Our household is very happy that Warnock won, and Georgia gets a bit bluer each year. These are historic times, we’re overjoyed to be part of it.
That’s a great question Fugbert (and a great reference). Your real life example of voting for Menendez proves the point.
Anthony Weiner is a bad example. I don’t get too worked up about personal failings if they aren’t relative to their job as a public official (Bill Clinton being the best example). I would vote for Weiner. It would be tougher if the Democrat was Menendez (assuming he was guilty of corruption), or an insurrectionist. I don’t know! Maybe I’d stay home or vote for a libertarian.
That illustrates perfectly the difference between a nationalized race and a local one. If it was Brian Kemp vs a local scumbag, I’d hold my nose and vote for Kemp. But for the Senate — very hard to cross party lines. Very hard. I dunno!
In the current political climate, it would be hard to find a Democrat I wouldn’t vote for in a national election. I voted for Bob Menendez for Senate despite corruption charges. I would have voted for Fetterman in PA (if I lived in PA) even though I had to turn off his debate within 5 minutes because it was painful to watch him try to communicate. And yes, if Herschel was a D and running against Dr Oz, I probably would have voted for him too.
Here’s a question. Say it was 50-49 Rs over Ds in the Senate with the last seat being decided in a GA runoff, and your state Senate seat was an election between Mitt Romney (assume newly relocated to GA), moderate, qualified, reasonable, accomplished… and Democrat Anthony Weiner, the appropriately named scoundrel who did time for sending dick pics to minors? If Romney wins, McConnell runs the Senate and blocks any Biden Supreme Court nominees. Who do you vote for?
Amen!
Generally, Democrats are comfortable with compromise and Republicans are not. This leads to more extreme candidates on the right than the left. Ideological purity is enough to win a primary. Then more normal Republicans have a hard choice.

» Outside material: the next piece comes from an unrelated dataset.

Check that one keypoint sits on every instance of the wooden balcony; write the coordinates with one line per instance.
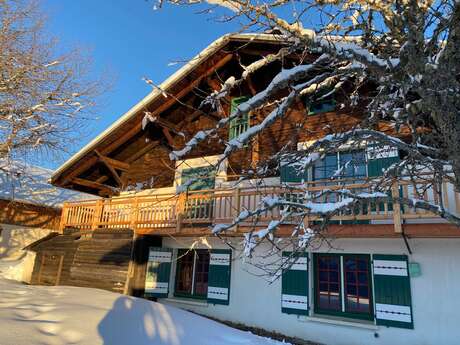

Vote for their guy however flawed, vote for a Democrat (unspeakable), or just stay home. Many will understandably vote for their guy however flawed and then you get another nutjob in power.
I would vote for a bag of sand over Walker in a heartbeat. So I guess yeah, it’s a partisan election, where you’re voting for what ideas someone is going to support, rather than their particular character. I find it disgraceful that the right continues to run -and support – odious candidates at a far higher rate than the left does. Look at Trump as the perfect example.